De todos los poetas que uno lee con gusto, siempre queda una
sensación que se apaga despacio al alejarse. La ventaja es que puedes reavivarla
con una relectura o con el regurgitado de unos versos que se quedan flotando: “pero
las aves tienen / lo santo que han perdido las campanas”. En el caso de Thomas,
la sensación resultante es la de haber dado un paseo por el campo. Quizá por
eso, en su tiempo, lo tildaron de paisajista. Y existe una tradición que
menosprecia a los poetas descriptivos, y que en las islas británicas se remonta
a Yeats, que veía mal hablar de la naturaleza sin más, sigue con Pound cuya máxima
de evitar toda descripción en poesía figura en los cánones del género, y llega
hasta Eliot que permitió un poco la descripción, siempre que fuera el reflejo
de un estado del ánimo, con su teoría del correlato objetivo.
Pero yo leo a Thomas y no entiendo nada de todas estas reticencias.

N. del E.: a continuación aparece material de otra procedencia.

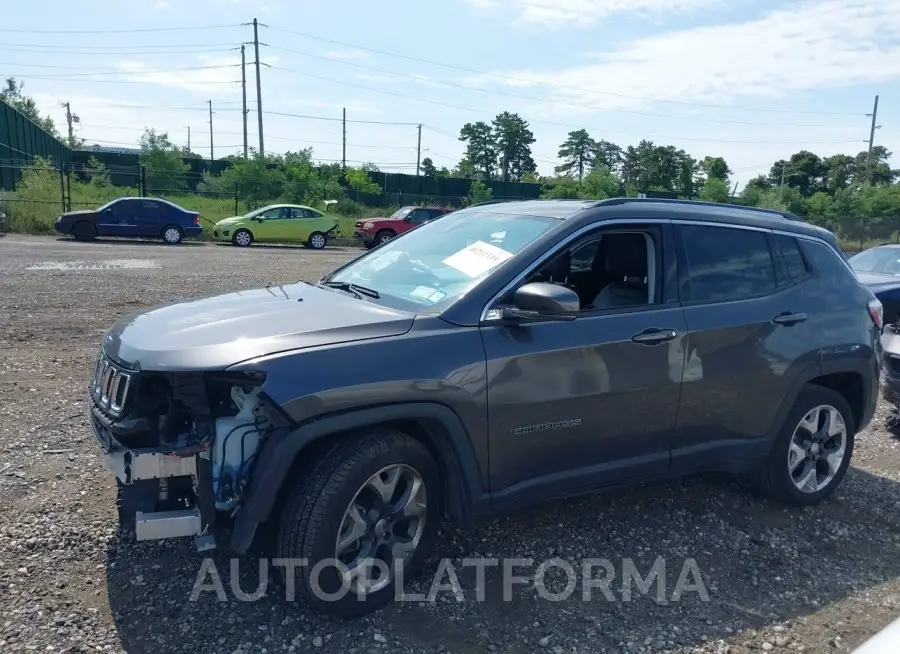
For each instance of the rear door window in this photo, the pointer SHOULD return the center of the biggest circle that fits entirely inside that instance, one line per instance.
(725, 263)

Su paisajismo incluye, además de la descripción, el paso del tiempo por el
paisaje descrito. Y de ambos elementos, paisaje y tiempo, emana siempre un toque
de emoción. Unas veces es un transcurso fugaz, como el del tren: “mientras
pasó, fue nulo el tiempo”. Otras veces es un paraje en el que nunca habíamos
reparado hasta que desapareció (Lo conocí
al perderlo). En más ocasiones, un árbol, un paraje o el canto de un ave
rescatan una escena perdida: “Y durante un minuto el mirlo / cantó muy cerca, y
con él, cada / vez más lejos, todas las aves / que en Osfordshire y
Gloucesteershire cantan”.
Pero lo más sorprendente de Edward Thomas, para quienes no entienden
cómo funciona la poesía, es que empezó a escribir versos con treinta y seis
años. ¿Cómo se puede llegar a ser tan bueno a esa edad? Evidentemente había
practicado mucho, para afinar el oficio. Sin embargo, también había vivido
mucho y escrito más de veinte libros de otros géneros. De hecho, muchos de sus
poemas son un destilado de temas recogidos en libros anteriores, que pueden
considerarse así ensayos de lo que luego sería su obra en verso. Un prosista
mediocre se convirtió de esta manera en un poeta excelente porque estaba
entrenándose para serlo sin darse cuenta. Le duró poco la inspiración. Recién
cumplidos los cuarenta, enrolado en las tropas británicas, murió en un
bombardeo en el principio de la batalla de Arras.
Le costó mucho a su viuda sacarlo del anonimato, porque era un
descriptivo, pero ya no ha parado. Edna Longley lo considera el eslabón que une
Hardy con Larkin. Un clásico, mira por dónde, y ahora vengo yo a enterarme. El
rescate en castellano es de Gabriel Insausti, que insiste mucho en recuperar la
forma de los poemas, la rima sobre todo, con lo difícil que eso resulta incluso
en castellano. Al lado de logros excelentes, hay bastantes poemas que se me
caen, lo que me ha permitido practicar uno de mis vicios favoritos: la
reescritura de versiones con lápiz en el libro. Por cierto, una edición
primorosa, una caricia para las manos.
Gabriel
Insausti: Poesía completa de Edward Thomas. Ed. Pre-textos, 2012.